I thought over what she’d said. “So it’s possible,” I summed up, “that someone else was present in the room when all this was happening? It’s possible that someone else came in at the kill, as it were, took the hammer, and used it while Doug was… doing his thing.”
Juliet looked at me for a long time before shaking her head. “No. I don’t think so.”
“But this shadow—”
“I told you, it’s not like a physical thing. It’s more like an accident of the terrain.”
“I don’t get your drift, Juliet.”
She frowned impatiently. “I’m trying to describe invisible things, Castor. Most of this is metaphor.”
“Are you absolutely sure there was no one else here?” I persisted doggedly. “You said yourself that something blocked your… perceptions. Something got in your way, whether it was solid or not, and if we stick with the metaphor, you were seeing through a glass, darkly. Anything could have happened behind that fog.”
“If there was someone else there, I’d sense them on some level,” said Juliet coldly.
“And you don’t?” This was coming to the crunch. I stood facing her, held her blacker-than-black gaze without flinching. It wasn’t easy: It was like standing up in a stiff wind that sucks you in instead of blowing you backward. “You don’t sense anything else at all? Anything that makes you doubt for a fraction of a second that Coldwood’s got his hand on the right collar? Barnard and Hunter were meant to be in here alone, but that cleaner, Onugeta, heard a woman’s voice when he walked past the door. Three voices, he said: two men and a woman. Was he wrong, or was there a woman here? Is there any emotional trace in the room that you can’t explain by two men coming in here to fuck each other’s brains out?”

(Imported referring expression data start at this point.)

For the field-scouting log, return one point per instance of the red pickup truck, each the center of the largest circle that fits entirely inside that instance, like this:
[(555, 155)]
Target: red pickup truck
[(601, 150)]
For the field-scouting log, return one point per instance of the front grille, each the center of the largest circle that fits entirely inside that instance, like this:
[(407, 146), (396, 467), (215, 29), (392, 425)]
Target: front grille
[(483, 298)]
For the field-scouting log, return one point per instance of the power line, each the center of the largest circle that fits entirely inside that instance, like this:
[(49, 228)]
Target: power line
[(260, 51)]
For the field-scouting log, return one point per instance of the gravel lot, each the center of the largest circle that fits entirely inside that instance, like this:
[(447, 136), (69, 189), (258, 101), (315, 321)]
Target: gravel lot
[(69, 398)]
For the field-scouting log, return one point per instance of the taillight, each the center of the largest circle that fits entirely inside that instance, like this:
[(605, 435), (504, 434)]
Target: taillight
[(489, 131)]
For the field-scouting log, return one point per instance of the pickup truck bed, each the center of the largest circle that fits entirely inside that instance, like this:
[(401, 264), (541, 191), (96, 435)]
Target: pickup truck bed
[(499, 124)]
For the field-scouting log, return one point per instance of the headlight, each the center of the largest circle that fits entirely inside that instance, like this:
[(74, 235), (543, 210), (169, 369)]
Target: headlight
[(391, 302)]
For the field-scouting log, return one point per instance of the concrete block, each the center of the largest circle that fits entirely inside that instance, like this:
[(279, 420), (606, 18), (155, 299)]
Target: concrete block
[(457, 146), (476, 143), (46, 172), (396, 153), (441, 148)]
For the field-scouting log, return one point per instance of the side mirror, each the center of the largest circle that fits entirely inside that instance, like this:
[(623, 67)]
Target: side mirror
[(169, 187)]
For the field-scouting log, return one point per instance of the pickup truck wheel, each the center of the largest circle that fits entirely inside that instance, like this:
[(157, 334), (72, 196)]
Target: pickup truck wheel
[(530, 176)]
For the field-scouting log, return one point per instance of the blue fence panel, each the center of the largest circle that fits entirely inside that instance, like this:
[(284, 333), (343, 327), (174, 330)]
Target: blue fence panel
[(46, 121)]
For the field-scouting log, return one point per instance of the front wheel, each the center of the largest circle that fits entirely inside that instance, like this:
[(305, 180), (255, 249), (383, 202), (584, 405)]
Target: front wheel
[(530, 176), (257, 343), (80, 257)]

Thinking about Alastair Barnard’s shattered skull, I wanted to drag those words back and scrub them clean with Dettol as soon as I’d said them, but Juliet didn’t bother delivering the hideous punch line. She didn’t say no, either.
“There’ve been many women in this room,” she said slowly. “Many and many, and most of them were sad. Most of them resented what was done to them here, or hated the men who were doing it to them. Perhaps that’s all the shadow was—the stain left by their unhappiness.”
My gaze broke first: I’m only human, after all. But it was Juliet who was being evasive here, and I didn’t have to say anything else. I just waited for her to fill in the blanks, staring out of the window at the King’s Cross marshaling yards while my pulse came down again.
“There is something else,” she admitted at last. “A residue that’s very strong and very noticeable. Perhaps it is a woman. The physical scents are of the two men, but perhaps yes. A woman’s feelings. Angry, negative feelings. Disgust, and fear, and defiance—all feeding into anger.”
“Was it here already?” I asked. “Or did it come in with Hunter and Barnard? Was it following them? Does it leave with them? Was one of them being haunted by this…residue?”
I glanced at Juliet as I delivered the last word. She shrugged eloquently, her breasts shifting under the tantalizingly translucent fabric of her shirt. “I don’t know,” she said with visible reluctance.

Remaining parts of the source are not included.